Gordienko railed against what he described as Europe’s indifference to Ukraine’s fate and blindness to the danger posed by Russia, but then relented, conceding that he too had not taken the threat seriously after the annexation of Crimea. “To be honest, I don’t blame the Europeans. When 2014 happened, I also didn’t understand the war in the way I understand it now,” he said. “When you have your tooth pulled out, you can’t explain the pain to someone who’s never had toothache.”

Mykola and Halyna Spivak at home
Mykola and Halyna Spivak, whose home was destroyed during shelling, now live in a container on the site of their former house.

There are few buildings in Staryi Saltiv that do not bear signs of war damage, and many are completely destroyed. Mykola Spivak and his wife Halyna, both 87, live in a temporary container home, provided by a Christian charity. From the window, they can see the remains of their old house, where Halyna was born in 1938 and from which the Nazis deported her as an infant in 1942.

Mykola Spivak shows fragments of rockets
Mykola Spivak shows fragments of rockets that fell on his house.

Spivak gave a mournful tour of the ruins, pointing with his walking stick at piles of rubble and cracked tiles, announcing what they had once been: “The bathroom … the summer kitchen … the living room … here there was parquet flooring.”

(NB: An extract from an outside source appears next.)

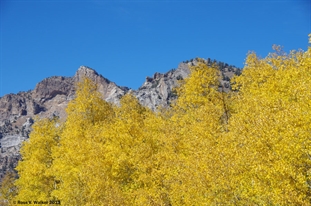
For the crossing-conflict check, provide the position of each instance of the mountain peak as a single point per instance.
(85, 71)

A worried relative bought them a small apartment in Kharkiv, but after trying it for a few months they decided it was better to be back in Staryi Saltiv, where both had spent their entire lives, whatever the conditions. “Birds migrate home, and so do we, it’s only natural,” said Spivak.

Each evening, the couple walk a few hundred metres down the road to stay the night at a friend’s house, where the noise from drones and air bombs is a little quieter and the heating works better. Every day, they listen to the radio. They don’t care much for geopolitics, but hope to hear that a peace deal has been struck that would make the nights quieter and the last years of their lives a little more bearable.

“Peace, peace, peace, we are just waiting for peace,” said Spivak. “Maybe they’ll all sit at the table, have a shot of vodka and finally hammer it all out.”